Donde el mar escribe en piedra
El mar esculpe y desgarra. Frente a la Costa Quebrada, uno siente que el océano no solo acaricia la roca: la hiere con paciencia infinita, hasta convertirla en memoria visible. El tiempo geológico se mide en estratos, mientras el instante fotográfico apenas logra atrapar un suspiro de esa eternidad.


Sendero de espuma y roca
Mi recorrido comenzó en Somocuevas, donde el horizonte se abre amplio, como si el mar quisiera invitarnos a su propio abismo. La luz de la mañana aún jugaba con las sombras, regalando contrastes limpios.
En Cernía, la roca se encajona y el mar se vuelve íntimo. Aquí el sonido resuena como dentro de una catedral líquida. La cámara debía afinarse para no perder el detalle de las texturas.


Donde arena y viento dialogan
En Portío, el contraste manda: arena dorada contra piedra oscura. La brisa elevaba sal en suspensión, y cada disparo parecía contener un grano del aire.
Arnía es geometría pura: diagonales que atraviesan la mirada, estratos que cuentan historias de millones de años. El ojo se pierde entre líneas que se doblan, quiebran y vuelven a levantarse.

El horizonte que respira
Finalmente, Valdearenas se abre extensa, como un suspiro que libera lo comprimido. Playa ancha, horizonte infinito: aquí el mar no hiere, sino que acaricia con insistencia.


La enseñanza del agua
Decidí alternar entre lentes angulares y un zoom medio.
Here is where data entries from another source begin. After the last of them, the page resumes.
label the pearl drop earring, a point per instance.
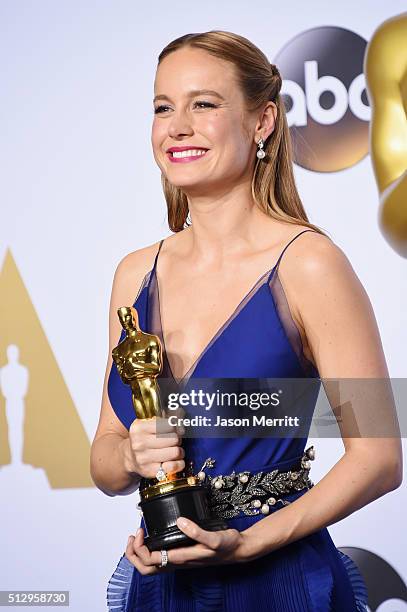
(260, 153)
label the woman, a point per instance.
(219, 314)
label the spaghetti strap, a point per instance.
(286, 246)
(156, 257)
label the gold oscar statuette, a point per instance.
(138, 358)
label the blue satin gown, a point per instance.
(308, 575)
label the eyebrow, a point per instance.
(192, 94)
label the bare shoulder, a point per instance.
(315, 262)
(331, 309)
(132, 269)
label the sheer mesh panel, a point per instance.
(290, 328)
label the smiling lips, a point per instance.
(177, 155)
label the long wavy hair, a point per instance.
(273, 185)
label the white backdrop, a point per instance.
(76, 160)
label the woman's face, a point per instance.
(188, 119)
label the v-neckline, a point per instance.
(218, 333)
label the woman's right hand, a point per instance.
(147, 449)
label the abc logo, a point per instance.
(324, 92)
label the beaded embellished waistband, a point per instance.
(254, 493)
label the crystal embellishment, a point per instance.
(230, 495)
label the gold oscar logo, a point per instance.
(39, 424)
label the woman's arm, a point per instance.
(342, 333)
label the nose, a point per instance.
(179, 125)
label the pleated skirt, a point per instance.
(308, 575)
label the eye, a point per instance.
(162, 108)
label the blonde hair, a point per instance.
(273, 184)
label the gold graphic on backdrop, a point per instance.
(52, 437)
(386, 79)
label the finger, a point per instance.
(132, 544)
(211, 539)
(171, 453)
(153, 441)
(199, 554)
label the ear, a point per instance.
(266, 122)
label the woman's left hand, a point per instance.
(213, 548)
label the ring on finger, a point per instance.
(164, 558)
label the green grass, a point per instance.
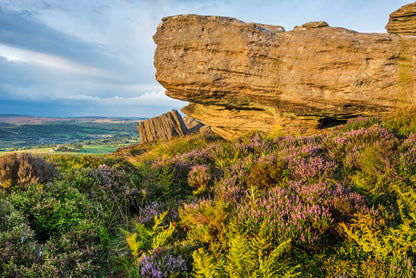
(89, 149)
(97, 149)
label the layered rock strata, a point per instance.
(244, 76)
(163, 127)
(403, 21)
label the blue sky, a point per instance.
(95, 58)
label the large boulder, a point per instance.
(403, 21)
(244, 76)
(163, 127)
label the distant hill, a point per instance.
(24, 119)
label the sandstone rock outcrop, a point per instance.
(242, 76)
(163, 127)
(191, 124)
(403, 21)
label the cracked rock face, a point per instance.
(403, 21)
(244, 76)
(163, 127)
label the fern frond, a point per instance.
(161, 238)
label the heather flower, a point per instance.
(299, 211)
(199, 176)
(161, 264)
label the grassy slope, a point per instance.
(340, 204)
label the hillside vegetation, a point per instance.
(340, 204)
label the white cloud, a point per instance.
(13, 54)
(148, 98)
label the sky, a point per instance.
(61, 58)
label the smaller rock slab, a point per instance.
(403, 21)
(163, 127)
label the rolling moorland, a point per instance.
(336, 204)
(91, 135)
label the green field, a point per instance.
(88, 149)
(66, 135)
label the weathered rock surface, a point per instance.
(403, 21)
(163, 127)
(191, 124)
(242, 76)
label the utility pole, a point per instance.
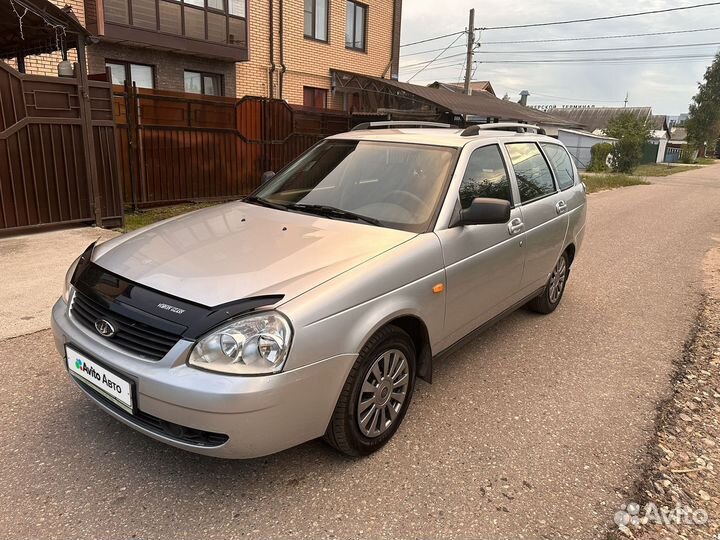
(471, 45)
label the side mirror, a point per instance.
(484, 212)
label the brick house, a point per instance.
(271, 48)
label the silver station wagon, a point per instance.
(311, 308)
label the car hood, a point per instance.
(238, 250)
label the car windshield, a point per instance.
(394, 185)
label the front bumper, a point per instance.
(260, 415)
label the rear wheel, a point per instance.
(376, 395)
(549, 299)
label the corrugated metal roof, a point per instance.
(658, 122)
(679, 134)
(475, 86)
(594, 118)
(482, 104)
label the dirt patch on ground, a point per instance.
(679, 493)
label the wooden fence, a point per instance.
(58, 162)
(176, 147)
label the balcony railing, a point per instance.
(217, 27)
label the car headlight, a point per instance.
(68, 279)
(253, 345)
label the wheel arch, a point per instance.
(418, 332)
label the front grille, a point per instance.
(187, 435)
(138, 338)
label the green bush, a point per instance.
(599, 154)
(631, 133)
(688, 154)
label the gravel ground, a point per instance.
(538, 429)
(681, 471)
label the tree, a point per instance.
(631, 133)
(704, 123)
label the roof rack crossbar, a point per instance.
(502, 126)
(399, 124)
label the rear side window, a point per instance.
(485, 176)
(560, 160)
(533, 174)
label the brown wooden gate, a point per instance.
(58, 160)
(176, 147)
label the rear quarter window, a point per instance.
(561, 163)
(531, 170)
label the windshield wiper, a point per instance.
(332, 212)
(264, 202)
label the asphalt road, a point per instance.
(535, 430)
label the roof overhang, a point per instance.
(30, 27)
(480, 105)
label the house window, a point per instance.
(143, 76)
(314, 97)
(356, 26)
(209, 84)
(316, 19)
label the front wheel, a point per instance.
(549, 299)
(375, 396)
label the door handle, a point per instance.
(516, 226)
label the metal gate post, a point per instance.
(87, 133)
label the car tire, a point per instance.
(549, 299)
(359, 424)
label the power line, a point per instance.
(433, 39)
(606, 18)
(430, 61)
(589, 38)
(639, 48)
(584, 60)
(620, 36)
(433, 60)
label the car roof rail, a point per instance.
(502, 126)
(400, 124)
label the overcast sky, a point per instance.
(665, 85)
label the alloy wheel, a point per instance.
(383, 393)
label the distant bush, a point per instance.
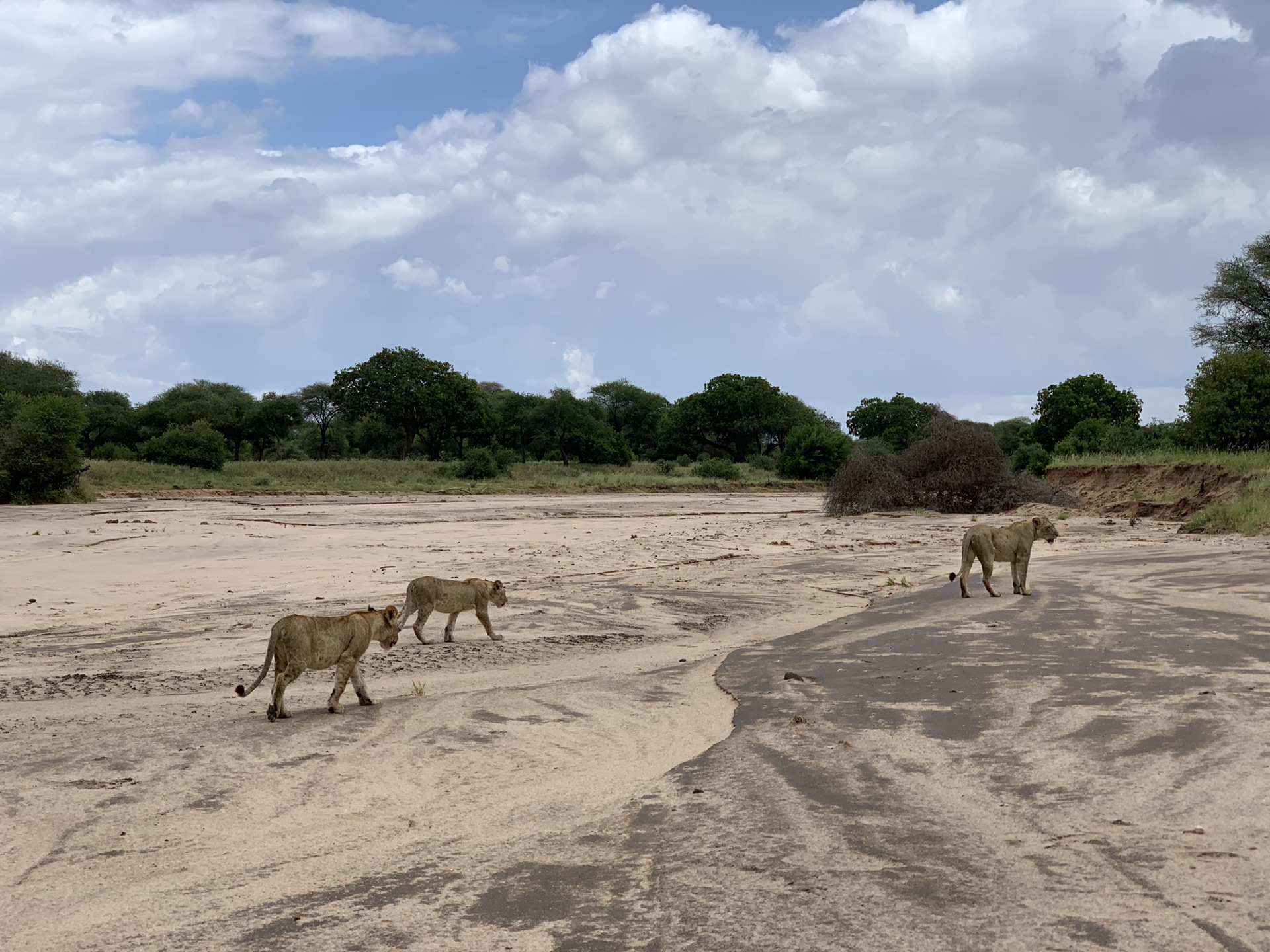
(868, 481)
(479, 465)
(1228, 403)
(813, 454)
(763, 461)
(720, 469)
(955, 469)
(194, 444)
(113, 451)
(40, 457)
(1031, 457)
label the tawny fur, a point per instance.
(302, 643)
(429, 594)
(1010, 542)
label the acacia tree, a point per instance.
(319, 407)
(896, 422)
(635, 413)
(1236, 306)
(738, 415)
(275, 418)
(1228, 403)
(409, 393)
(225, 407)
(110, 418)
(1090, 397)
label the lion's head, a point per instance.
(498, 594)
(1044, 528)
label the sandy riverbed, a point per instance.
(146, 807)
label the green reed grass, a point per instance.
(415, 476)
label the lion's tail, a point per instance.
(269, 658)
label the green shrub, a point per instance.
(479, 465)
(194, 444)
(720, 469)
(40, 455)
(113, 451)
(1031, 457)
(813, 454)
(1228, 403)
(763, 461)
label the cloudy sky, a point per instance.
(962, 202)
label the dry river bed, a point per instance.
(145, 807)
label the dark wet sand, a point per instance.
(960, 775)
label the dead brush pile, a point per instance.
(955, 469)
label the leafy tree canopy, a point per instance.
(1228, 403)
(1091, 397)
(738, 415)
(635, 413)
(896, 422)
(34, 377)
(1236, 306)
(226, 408)
(110, 419)
(412, 394)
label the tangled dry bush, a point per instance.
(955, 469)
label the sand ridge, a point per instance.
(153, 809)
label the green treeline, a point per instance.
(400, 404)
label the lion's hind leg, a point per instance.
(967, 564)
(483, 615)
(277, 709)
(343, 672)
(425, 611)
(364, 696)
(984, 555)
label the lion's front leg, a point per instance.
(277, 710)
(483, 615)
(364, 696)
(419, 623)
(343, 672)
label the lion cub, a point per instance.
(429, 594)
(302, 643)
(1013, 542)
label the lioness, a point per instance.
(1013, 542)
(300, 643)
(429, 594)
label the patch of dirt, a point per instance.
(1173, 492)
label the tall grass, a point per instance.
(1251, 461)
(413, 475)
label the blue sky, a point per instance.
(357, 100)
(847, 201)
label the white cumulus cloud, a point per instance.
(883, 202)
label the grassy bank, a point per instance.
(1249, 513)
(398, 476)
(1234, 462)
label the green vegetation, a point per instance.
(1249, 513)
(415, 475)
(1254, 462)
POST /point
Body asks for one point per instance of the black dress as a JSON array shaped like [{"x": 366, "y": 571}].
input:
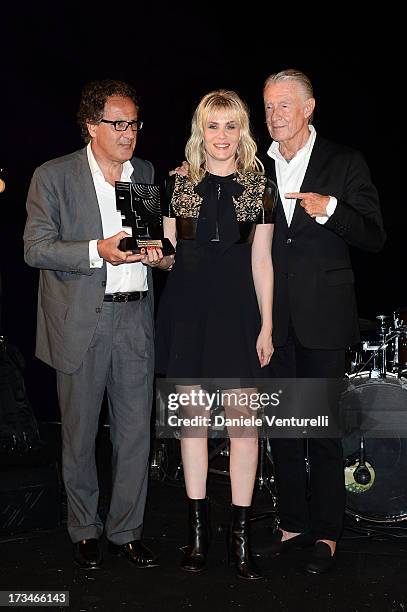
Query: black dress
[{"x": 208, "y": 317}]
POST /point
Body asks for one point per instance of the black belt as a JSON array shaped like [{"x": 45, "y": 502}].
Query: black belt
[{"x": 131, "y": 296}]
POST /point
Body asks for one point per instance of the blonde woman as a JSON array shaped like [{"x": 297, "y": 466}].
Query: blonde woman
[{"x": 215, "y": 315}]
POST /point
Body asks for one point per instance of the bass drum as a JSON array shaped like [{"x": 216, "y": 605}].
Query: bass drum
[{"x": 384, "y": 403}]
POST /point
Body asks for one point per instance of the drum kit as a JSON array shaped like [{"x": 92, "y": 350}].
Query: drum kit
[{"x": 376, "y": 467}]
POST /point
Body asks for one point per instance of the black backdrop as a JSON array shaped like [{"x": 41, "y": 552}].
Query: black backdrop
[{"x": 173, "y": 59}]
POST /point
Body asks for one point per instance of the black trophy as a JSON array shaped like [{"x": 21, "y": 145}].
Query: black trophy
[{"x": 140, "y": 208}]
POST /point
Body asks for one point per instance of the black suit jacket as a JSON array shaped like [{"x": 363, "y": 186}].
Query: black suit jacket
[{"x": 313, "y": 277}]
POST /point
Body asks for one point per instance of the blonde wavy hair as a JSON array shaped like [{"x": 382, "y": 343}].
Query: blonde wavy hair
[{"x": 221, "y": 99}]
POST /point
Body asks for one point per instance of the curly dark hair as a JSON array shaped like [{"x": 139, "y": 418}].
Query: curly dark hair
[{"x": 93, "y": 100}]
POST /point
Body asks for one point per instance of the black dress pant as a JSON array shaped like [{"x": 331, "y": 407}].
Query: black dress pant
[{"x": 315, "y": 504}]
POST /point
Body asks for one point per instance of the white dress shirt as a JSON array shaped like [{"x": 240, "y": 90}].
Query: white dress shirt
[
  {"x": 124, "y": 277},
  {"x": 290, "y": 175}
]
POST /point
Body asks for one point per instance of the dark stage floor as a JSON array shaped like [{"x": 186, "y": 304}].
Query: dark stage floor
[{"x": 370, "y": 573}]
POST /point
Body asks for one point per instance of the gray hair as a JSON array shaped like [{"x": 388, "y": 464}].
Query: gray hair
[{"x": 291, "y": 74}]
El angular para abarcar lo inabarcable: Somocuevas y Valdearenas. El zoom para atrapar texturas y encuadres cerrados: Cernía y los estratos de Arnía. En Portío, trabajé con diagonales y horizontes, cuidando que la línea del mar no cayera, respetando la geometría natural del paisaje.
La luz exigió decisiones: contraluces que pedían paciencia, cielos que reclamaban un punto de subexposición para no quemarse, sombras que revelaban lo que la claridad callaba. El color se impuso: verdes, ocres, azules. El blanco y negro aquí sería un silencio demasiado fuerte.


El alma quebrada del mar
El alma de la Costa Quebrada es la paciencia de la roca frente al deseo infinito del agua. Una enseñanza sobre resistencia y entrega: lo sólido se quiebra, lo líquido persiste, y en esa lucha nace la belleza.